Several banks have raised dong funds with terms from 24 hours, two days, one week or two weeks, but still paid the maximum 14 per cent annualised rate, which "contains risk with terms and liquidity for the credit institutions and the banking system", the statement said.
The new ceiling will come into force from October 1, the statement said.
Banks in Vietnam have cut dong lending rates to 17-19 per cent from as high as 24 per cent following a call last month by the central bank to ease repayment pressures for businesses.
The move has made it difficult for smaller banks with limited funds, prompting many to seek more creative ways to raise deposits while observing the 14 per cent ceiling in place since March 3.

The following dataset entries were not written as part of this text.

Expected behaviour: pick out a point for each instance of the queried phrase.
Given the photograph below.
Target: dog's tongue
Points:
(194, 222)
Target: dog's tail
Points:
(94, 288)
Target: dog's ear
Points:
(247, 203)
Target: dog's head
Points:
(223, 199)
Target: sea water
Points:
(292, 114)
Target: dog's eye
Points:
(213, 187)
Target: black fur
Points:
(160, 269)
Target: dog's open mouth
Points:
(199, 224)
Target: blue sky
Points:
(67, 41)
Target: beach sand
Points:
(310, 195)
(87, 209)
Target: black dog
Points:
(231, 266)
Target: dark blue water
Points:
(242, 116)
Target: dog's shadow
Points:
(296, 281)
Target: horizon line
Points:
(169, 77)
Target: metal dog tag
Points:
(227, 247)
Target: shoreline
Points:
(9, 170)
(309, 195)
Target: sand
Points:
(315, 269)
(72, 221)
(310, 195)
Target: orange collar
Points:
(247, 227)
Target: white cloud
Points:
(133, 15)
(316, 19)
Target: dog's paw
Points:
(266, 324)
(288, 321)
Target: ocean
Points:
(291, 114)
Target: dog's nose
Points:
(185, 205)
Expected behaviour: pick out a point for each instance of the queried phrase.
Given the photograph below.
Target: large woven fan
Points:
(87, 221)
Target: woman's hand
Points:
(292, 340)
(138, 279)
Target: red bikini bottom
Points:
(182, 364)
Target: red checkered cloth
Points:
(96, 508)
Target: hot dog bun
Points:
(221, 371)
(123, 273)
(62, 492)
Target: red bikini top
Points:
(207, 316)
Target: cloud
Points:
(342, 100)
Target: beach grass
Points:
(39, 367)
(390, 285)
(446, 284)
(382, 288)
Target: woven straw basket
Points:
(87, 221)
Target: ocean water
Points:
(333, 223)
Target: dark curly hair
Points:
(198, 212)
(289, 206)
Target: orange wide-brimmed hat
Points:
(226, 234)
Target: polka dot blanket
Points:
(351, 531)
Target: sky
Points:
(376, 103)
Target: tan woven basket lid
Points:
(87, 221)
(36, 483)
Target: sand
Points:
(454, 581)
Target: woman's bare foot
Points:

Paying short-term depositors the maximum rate poses a liquidity risk to banks, which can face regular dong shortages. Unstable domestic gold markets and the country's rising import payments have also put pressure on the dong.
Vietnam has been battling some of the world's highest inflation and economists say years of soaring credit growth to achieve a fast economic growth has been a key contributing factor.
Targets for money supply and credit growth have been trimmed at least twice this year, and a resolution after the September cabinet meeting earlier this week urged the central bank to check credit growth at 15-17 per cent and curb money supply expansion to 12 per cent this year.
Previously, the official targets were to keep credit at under 20 per cent and money supply in the 15-16 per cent range.
The government has set a preliminary target for the economic growth to accelerate to 6.5 per cent in 2012, from a projected 6 per cent this year, an annual target that has been cut from 7.0-7.5 per cent to help control inflation.
The growth target for 2012 still needs approval by the National Assembly, which will convene from late October to discuss socio-economic targets for next year.
The Southeast Asian nation's economy grew 5.76 per cent in the first nine months of this year.